Pacman Jones has made it clear he wants to be a Cowboy. Dallas is doing its part to make sure that happens.

After their initial offer of a seventh-round draft pick to the Titans for their suspended cornerback was rejected, the Cowboys have upped their proposal to include a player along with the late-round selection, a source told SI.com.

The Titans are warming to the offer, according to the source, but a few financial ramifications need to be addressed before the deal can be consummated. Jones has two years remaining on his original five-year, $30 million deal, and the Cowboys want to redo that contract, likely to a one-year deal to protect their interests. Jones is on record stating his willingness to renegotiate the contract and his agent, Manny Arora, reportedly met with Cowboys' officials earlier in the week to address the situation.

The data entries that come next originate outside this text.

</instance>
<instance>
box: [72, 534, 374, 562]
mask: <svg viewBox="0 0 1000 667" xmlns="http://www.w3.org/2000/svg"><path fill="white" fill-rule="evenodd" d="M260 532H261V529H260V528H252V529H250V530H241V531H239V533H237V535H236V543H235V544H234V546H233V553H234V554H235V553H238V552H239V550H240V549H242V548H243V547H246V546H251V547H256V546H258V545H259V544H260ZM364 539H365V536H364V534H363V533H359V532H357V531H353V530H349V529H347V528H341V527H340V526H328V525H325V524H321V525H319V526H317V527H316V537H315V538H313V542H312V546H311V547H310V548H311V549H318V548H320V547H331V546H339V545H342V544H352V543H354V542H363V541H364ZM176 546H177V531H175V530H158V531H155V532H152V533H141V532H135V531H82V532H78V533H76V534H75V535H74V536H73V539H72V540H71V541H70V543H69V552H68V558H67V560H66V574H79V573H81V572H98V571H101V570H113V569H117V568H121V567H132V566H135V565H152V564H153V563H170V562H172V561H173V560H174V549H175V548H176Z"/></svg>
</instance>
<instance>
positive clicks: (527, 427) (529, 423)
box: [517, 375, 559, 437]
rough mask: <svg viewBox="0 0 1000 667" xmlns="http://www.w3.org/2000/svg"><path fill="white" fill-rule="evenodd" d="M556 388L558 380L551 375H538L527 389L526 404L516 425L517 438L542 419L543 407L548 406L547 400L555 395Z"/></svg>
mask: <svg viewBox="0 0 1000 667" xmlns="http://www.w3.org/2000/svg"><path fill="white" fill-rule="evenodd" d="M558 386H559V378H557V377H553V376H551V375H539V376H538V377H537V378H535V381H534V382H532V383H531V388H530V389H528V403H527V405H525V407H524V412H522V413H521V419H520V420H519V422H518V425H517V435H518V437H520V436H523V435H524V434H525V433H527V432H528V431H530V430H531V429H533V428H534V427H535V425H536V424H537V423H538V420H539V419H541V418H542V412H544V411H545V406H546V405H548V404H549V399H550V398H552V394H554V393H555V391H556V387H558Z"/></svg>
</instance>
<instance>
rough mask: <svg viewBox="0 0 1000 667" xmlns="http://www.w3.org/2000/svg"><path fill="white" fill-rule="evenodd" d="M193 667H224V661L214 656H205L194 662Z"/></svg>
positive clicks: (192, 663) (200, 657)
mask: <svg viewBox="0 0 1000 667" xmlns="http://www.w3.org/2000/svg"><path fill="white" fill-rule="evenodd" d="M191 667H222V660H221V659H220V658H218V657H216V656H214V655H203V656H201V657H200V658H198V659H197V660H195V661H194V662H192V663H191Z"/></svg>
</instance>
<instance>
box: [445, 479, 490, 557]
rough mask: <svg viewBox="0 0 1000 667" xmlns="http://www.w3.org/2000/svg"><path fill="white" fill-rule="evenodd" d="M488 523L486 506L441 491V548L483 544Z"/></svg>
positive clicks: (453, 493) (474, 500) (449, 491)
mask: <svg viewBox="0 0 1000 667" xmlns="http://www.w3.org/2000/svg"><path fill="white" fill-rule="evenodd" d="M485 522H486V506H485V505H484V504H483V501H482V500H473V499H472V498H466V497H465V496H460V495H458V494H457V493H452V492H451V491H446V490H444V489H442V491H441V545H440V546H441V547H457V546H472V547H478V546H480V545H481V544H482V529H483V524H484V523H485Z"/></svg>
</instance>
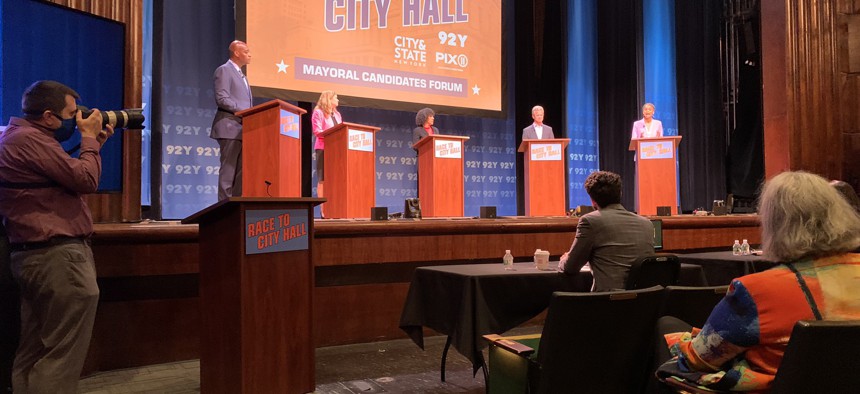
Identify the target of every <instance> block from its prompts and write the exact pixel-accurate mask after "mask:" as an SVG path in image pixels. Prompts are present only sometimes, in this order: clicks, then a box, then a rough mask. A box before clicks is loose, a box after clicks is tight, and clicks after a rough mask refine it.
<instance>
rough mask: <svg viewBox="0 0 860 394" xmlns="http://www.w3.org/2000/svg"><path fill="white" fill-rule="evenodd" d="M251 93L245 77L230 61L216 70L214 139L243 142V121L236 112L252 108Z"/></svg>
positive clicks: (215, 76) (215, 77)
mask: <svg viewBox="0 0 860 394" xmlns="http://www.w3.org/2000/svg"><path fill="white" fill-rule="evenodd" d="M251 100H252V99H251V91H250V90H249V86H245V75H244V74H242V72H240V71H238V70H236V68H235V67H234V66H233V64H232V63H231V62H230V61H227V63H224V64H222V65H221V66H219V67H218V68H217V69H215V103H216V104H218V111H217V112H216V113H215V120H213V121H212V133H211V134H210V137H212V138H214V139H228V140H241V139H242V119H241V118H239V117H238V116H236V112H239V111H241V110H243V109H248V108H250V107H251V102H252V101H251Z"/></svg>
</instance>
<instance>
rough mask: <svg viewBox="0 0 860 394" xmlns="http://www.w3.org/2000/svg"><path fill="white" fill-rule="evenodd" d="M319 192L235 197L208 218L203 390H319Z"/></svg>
mask: <svg viewBox="0 0 860 394" xmlns="http://www.w3.org/2000/svg"><path fill="white" fill-rule="evenodd" d="M323 201H325V200H323V199H319V198H252V197H231V198H228V199H226V200H222V201H219V202H218V203H216V204H215V205H212V206H210V207H208V208H206V209H204V210H202V211H200V212H198V213H196V214H194V215H192V216H190V217H188V218H186V219H185V220H183V221H182V223H185V224H187V223H198V224H199V225H200V230H199V234H200V310H201V321H202V331H201V333H200V391H201V392H203V393H207V394H208V393H248V394H251V393H308V392H313V391H314V387H315V384H314V340H313V331H312V322H313V314H312V305H313V290H314V265H313V262H312V261H311V256H312V253H311V245H313V224H314V221H313V207H314V205H317V204H319V203H321V202H323Z"/></svg>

Jones is currently suspended by the NFL and awaiting reinstatement from commissioner Roger Goodell. Though Jones' off-field woes detract from his talent - he's been arrested six times since May 2005 -- the Titans realize Jones is a Pro Bowl-caliber player and are attempting to recoup some value in exchange for the troubled star. Jones was the Titans' best defensive player when he last suited up for them in 2006, and his electrifying return skills make him an impact player in two phases of the game.

"The kid was the sixth pick in the draft and we need to get something of value in return," an unnamed Titans official said.